The hotspot network is set to roll out next year and it’s an opt-in network, so no-one is forcing Telstra customers to get onboard. If they opt-in, they’ll be issued with a new wireless modem designed to generate public and private Wi-Fi networks, with security to stop strangers snooping around home computers. It will also ensure that everyone else’s downloads don’t count towards your monthly limit.
The idea of a nationwide network of free public Wi-Fi sounds great, but it’s not exactly free.
Telstra says that if its customers use a public Wi-Fi hotspot the data they chew through will count towards their home broadband allowance rather than their mobile broadband allowance. If you’re not a Telstra customer then you can still pay for access to the Wi-Fi hotspot network.

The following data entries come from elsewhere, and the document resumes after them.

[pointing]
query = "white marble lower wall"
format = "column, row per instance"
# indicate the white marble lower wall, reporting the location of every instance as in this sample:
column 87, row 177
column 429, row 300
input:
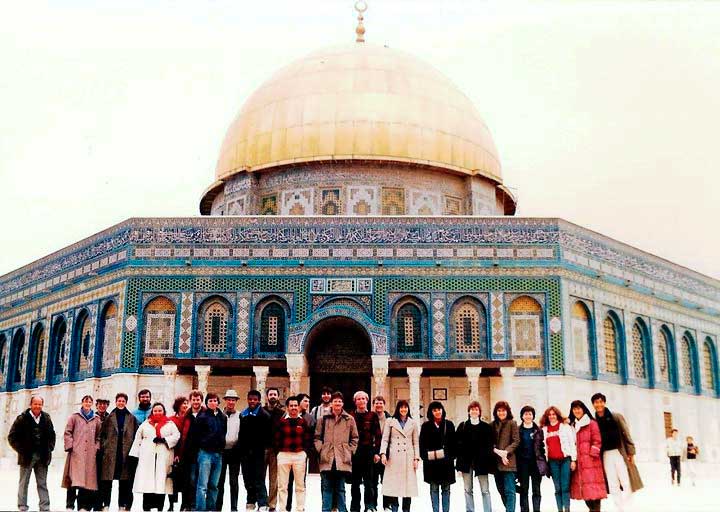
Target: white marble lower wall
column 643, row 408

Sacrificing mobile speed in order to conserve your monthly home allowance is a terrible deal for most people
This arrangement for Telstra customers sounds like a good deal, because home data is cheap and these days most people have more monthly allowance than they know what to do with. It might let those people cut back on their monthly mobile data spend, which is welcome relief considering Telstra is the most expensive mobile telco of the bunch. Less data, less monthly cost.
But the hotspot arrangement sounds more like a bad deal when you consider that Telstra’s 4G mobile broadband network is faster and more reliable than most home broadband connections. There’s little point in paying top dollar for Telstra 4G access if you’re constantly roaming on to someone’s flakey 5 Mbps ADSL service – where you won’t even get 5 Mbps because you’re throttled to make sure that you don’t choke the connection for the people who live there.
It’s easy to pay a little extra for a higher monthly download limit, but most people can’t boost their home download speeds for love nor money.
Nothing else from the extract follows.